Poor Things (2023)
7/10
Yorgos Lanthimos, I appreciate you
11 March 2024
I feel a similar way about Yorgos Lanthimos's movies as I do about Peter Greenaway's and Andrzej Zulawski's. I am hugely appreciative that pictures so bold and original exist, but I don't usually enjoy them all that much.

"Poor Things" is no exception. It's a typically crazy idea from Lanthimos, though in a way it might be the most orthodox flick he's made since "Dogtooth". It makes sense as science fiction, like Mary Shelley's Frankenstein did.

In the movie, Emma Stone has what must be an amazing role for an actor to take on. It's no surprise she's been nominated for an Oscar. She plays a character who had died when she was with child, and the child's brain was surgically implanted into her skull, making her a baby with an adult's body. As the movie goes on her brain develops, and she starts learning how to talk better, and how to act, though she kind of remains a Kaspar Hauser type figure.

The movie's plot has a very obvious feminist parable underpinning it. A young woman, a ward or even a prisoner to the men around her, discovers sexual pleasure and goes on an odyssey of self-discovery, even working at a brothel by choice because she is thumbing her nose at (patriarchal) Victorian society.

I'm kind of sick of these parables. Stone is great in her role, and so is Dafoe, and the movie mostly works because of them.
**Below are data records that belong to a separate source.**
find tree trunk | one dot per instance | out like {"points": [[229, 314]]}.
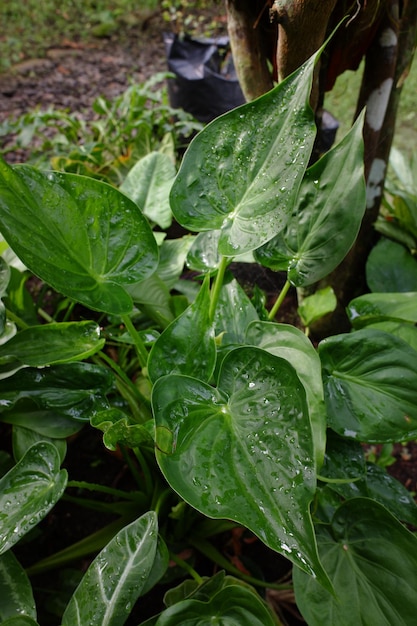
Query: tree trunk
{"points": [[249, 43]]}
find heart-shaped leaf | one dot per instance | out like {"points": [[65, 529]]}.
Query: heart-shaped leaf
{"points": [[29, 491], [243, 451], [291, 344], [187, 346], [116, 577], [241, 174], [15, 589], [87, 239], [148, 184], [234, 605], [370, 382], [326, 221], [371, 560]]}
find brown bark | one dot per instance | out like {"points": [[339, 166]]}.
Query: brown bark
{"points": [[249, 43]]}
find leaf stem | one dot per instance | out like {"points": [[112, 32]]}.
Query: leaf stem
{"points": [[214, 555], [119, 493], [279, 300], [218, 282], [139, 345]]}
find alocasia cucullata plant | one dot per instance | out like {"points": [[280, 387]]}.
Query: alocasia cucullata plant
{"points": [[245, 419]]}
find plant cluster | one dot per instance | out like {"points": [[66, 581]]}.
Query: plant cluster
{"points": [[111, 140], [228, 417]]}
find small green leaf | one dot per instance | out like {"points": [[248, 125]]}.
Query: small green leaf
{"points": [[72, 391], [29, 491], [187, 346], [390, 267], [87, 239], [232, 606], [378, 307], [15, 589], [51, 344], [118, 429], [5, 273], [234, 312], [371, 560], [148, 184], [314, 307], [370, 382], [327, 217], [241, 174], [116, 577], [243, 451]]}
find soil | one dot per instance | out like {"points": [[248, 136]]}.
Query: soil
{"points": [[71, 77]]}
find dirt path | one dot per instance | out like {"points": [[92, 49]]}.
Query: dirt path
{"points": [[71, 77]]}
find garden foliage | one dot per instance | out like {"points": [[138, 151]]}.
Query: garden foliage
{"points": [[229, 414]]}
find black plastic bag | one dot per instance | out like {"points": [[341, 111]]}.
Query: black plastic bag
{"points": [[205, 82]]}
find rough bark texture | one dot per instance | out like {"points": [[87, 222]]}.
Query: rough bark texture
{"points": [[249, 43], [387, 60], [382, 31]]}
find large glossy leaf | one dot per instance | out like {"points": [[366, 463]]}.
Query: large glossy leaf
{"points": [[232, 606], [372, 561], [234, 312], [116, 577], [148, 184], [72, 390], [187, 346], [50, 344], [15, 589], [326, 220], [242, 173], [80, 235], [370, 382], [28, 492], [291, 344], [243, 451], [391, 267]]}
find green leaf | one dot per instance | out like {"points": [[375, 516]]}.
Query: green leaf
{"points": [[80, 235], [242, 172], [187, 346], [29, 491], [204, 255], [370, 382], [148, 184], [234, 312], [5, 274], [15, 589], [291, 344], [24, 438], [232, 606], [327, 217], [117, 428], [243, 451], [314, 307], [21, 620], [51, 344], [391, 267], [378, 307], [372, 561], [116, 577], [73, 391]]}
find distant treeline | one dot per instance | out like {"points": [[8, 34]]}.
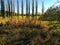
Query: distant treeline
{"points": [[9, 8]]}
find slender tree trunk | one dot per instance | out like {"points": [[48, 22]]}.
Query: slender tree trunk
{"points": [[18, 7], [42, 7], [29, 7], [32, 8], [22, 7], [27, 12], [36, 7], [2, 9], [9, 8]]}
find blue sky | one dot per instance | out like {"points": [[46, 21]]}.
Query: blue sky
{"points": [[47, 4]]}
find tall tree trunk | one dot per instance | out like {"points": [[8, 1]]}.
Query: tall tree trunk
{"points": [[18, 7], [2, 9], [29, 7], [42, 7], [36, 7], [27, 12], [22, 7], [13, 7], [32, 8], [9, 7]]}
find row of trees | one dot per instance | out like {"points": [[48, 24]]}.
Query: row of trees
{"points": [[11, 7]]}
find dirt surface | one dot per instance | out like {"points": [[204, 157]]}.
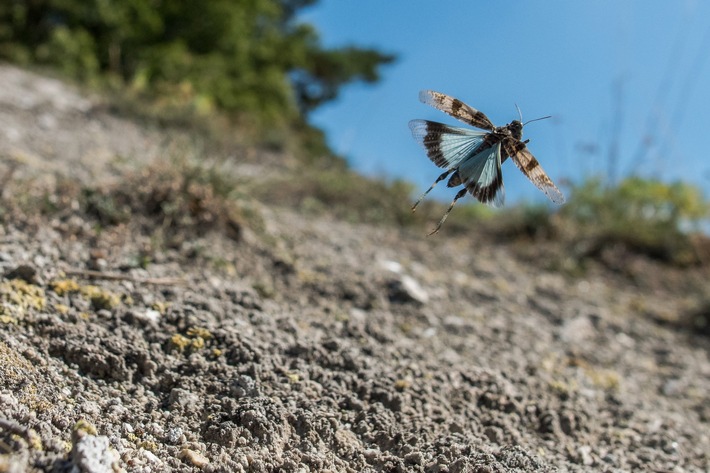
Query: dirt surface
{"points": [[309, 344]]}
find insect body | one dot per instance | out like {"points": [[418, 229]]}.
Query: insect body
{"points": [[473, 158]]}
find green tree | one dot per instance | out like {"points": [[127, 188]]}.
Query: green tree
{"points": [[244, 57]]}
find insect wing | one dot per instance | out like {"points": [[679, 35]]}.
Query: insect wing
{"points": [[483, 177], [530, 166], [456, 109], [445, 145]]}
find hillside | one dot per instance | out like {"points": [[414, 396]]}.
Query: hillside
{"points": [[145, 325]]}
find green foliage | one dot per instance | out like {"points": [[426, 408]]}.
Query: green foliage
{"points": [[249, 58], [636, 203], [644, 215], [339, 191]]}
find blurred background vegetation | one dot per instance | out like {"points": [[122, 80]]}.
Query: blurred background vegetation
{"points": [[253, 64]]}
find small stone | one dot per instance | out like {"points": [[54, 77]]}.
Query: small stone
{"points": [[193, 457]]}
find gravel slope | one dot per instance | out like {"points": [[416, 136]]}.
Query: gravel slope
{"points": [[308, 344]]}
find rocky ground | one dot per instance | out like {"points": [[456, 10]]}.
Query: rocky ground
{"points": [[287, 342]]}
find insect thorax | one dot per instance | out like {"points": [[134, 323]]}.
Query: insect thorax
{"points": [[514, 129]]}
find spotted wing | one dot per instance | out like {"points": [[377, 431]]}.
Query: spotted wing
{"points": [[527, 163], [482, 175], [445, 145], [456, 109]]}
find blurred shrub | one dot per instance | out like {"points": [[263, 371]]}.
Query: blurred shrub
{"points": [[641, 215], [336, 190], [247, 58]]}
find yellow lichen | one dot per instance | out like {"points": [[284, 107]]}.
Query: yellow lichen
{"points": [[180, 341], [17, 297], [64, 286], [161, 307], [62, 309]]}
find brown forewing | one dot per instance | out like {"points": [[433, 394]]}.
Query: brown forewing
{"points": [[456, 109], [527, 163]]}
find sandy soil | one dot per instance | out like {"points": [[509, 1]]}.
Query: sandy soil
{"points": [[310, 344]]}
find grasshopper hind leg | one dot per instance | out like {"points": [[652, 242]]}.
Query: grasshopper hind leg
{"points": [[460, 194]]}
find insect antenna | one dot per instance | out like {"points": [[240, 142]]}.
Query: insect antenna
{"points": [[461, 193], [536, 119], [439, 179]]}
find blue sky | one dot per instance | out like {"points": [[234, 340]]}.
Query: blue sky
{"points": [[631, 72]]}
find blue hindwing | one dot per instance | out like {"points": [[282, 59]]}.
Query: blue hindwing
{"points": [[446, 146], [481, 173]]}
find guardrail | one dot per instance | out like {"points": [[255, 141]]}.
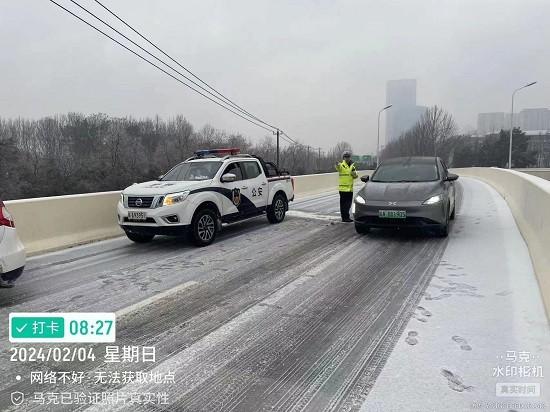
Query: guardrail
{"points": [[50, 223], [529, 200]]}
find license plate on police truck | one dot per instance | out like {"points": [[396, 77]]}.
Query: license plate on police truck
{"points": [[136, 215], [392, 214]]}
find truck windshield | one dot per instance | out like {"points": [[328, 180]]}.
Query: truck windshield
{"points": [[193, 171]]}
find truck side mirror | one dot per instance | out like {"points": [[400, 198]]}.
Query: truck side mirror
{"points": [[228, 178]]}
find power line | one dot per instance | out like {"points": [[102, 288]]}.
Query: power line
{"points": [[154, 65], [229, 101], [161, 61], [224, 100]]}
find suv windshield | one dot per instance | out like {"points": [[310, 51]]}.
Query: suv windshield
{"points": [[406, 172], [193, 171]]}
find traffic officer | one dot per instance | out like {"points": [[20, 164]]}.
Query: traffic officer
{"points": [[346, 175]]}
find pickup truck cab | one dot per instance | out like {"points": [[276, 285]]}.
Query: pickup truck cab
{"points": [[196, 196]]}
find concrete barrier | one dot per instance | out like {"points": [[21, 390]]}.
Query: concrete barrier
{"points": [[50, 223], [539, 172], [305, 185], [529, 200]]}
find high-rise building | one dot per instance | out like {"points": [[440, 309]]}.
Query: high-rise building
{"points": [[404, 113], [491, 122], [534, 119]]}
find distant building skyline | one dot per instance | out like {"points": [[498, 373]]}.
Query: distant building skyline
{"points": [[404, 113], [526, 119]]}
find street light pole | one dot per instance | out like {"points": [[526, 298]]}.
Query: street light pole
{"points": [[378, 135], [512, 123]]}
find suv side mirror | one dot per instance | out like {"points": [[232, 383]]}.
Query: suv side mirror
{"points": [[228, 178]]}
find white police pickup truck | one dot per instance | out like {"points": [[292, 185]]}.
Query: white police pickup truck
{"points": [[196, 196]]}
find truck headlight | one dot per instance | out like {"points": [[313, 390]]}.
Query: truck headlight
{"points": [[433, 200], [175, 198]]}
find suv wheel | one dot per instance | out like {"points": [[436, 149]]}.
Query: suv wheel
{"points": [[203, 227], [443, 230], [276, 212]]}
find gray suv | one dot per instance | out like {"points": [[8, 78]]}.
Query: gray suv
{"points": [[407, 192]]}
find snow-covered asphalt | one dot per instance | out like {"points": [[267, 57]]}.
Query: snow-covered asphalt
{"points": [[297, 316]]}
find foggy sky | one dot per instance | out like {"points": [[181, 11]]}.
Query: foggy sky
{"points": [[317, 69]]}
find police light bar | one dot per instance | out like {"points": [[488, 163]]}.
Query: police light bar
{"points": [[230, 151]]}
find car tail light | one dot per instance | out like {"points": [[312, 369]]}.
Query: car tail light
{"points": [[5, 217]]}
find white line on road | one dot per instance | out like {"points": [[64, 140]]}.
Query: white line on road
{"points": [[154, 298]]}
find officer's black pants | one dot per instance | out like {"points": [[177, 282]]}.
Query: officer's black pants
{"points": [[345, 203]]}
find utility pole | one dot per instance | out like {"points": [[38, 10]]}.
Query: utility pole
{"points": [[378, 135], [512, 124], [277, 148]]}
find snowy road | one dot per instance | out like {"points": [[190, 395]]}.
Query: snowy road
{"points": [[297, 316]]}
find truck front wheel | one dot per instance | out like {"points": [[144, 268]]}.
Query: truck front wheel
{"points": [[203, 227], [277, 210]]}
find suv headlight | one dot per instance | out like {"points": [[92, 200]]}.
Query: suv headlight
{"points": [[361, 200], [174, 198], [433, 200]]}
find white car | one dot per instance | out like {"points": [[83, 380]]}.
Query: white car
{"points": [[196, 196], [12, 251]]}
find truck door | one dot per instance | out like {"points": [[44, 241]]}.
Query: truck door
{"points": [[256, 184]]}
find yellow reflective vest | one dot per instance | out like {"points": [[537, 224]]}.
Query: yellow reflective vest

But I don't want to be preached at or told what to think.

Christopher Abbott (from "Girls") makes a very belated appearance in the last twenty minutes. It feels like his character was added for necessity, to really drive the point home that this movie is a feminist parable. Although he is really just a plot device, Abbott is impressive in the role. It is interesting to reflect that he is almost unrecognisable in his role, and yet Willem Dafoe is not, and Dafoe is the one acting from underneath pounds of make-up.

"Poor Things" just isn't as thought-provoking, shocking, or contrarian as it should be. Its parable is surprisingly heavy handed and obvious, despite the movie being so unwound. I still appreciate that it exists, though.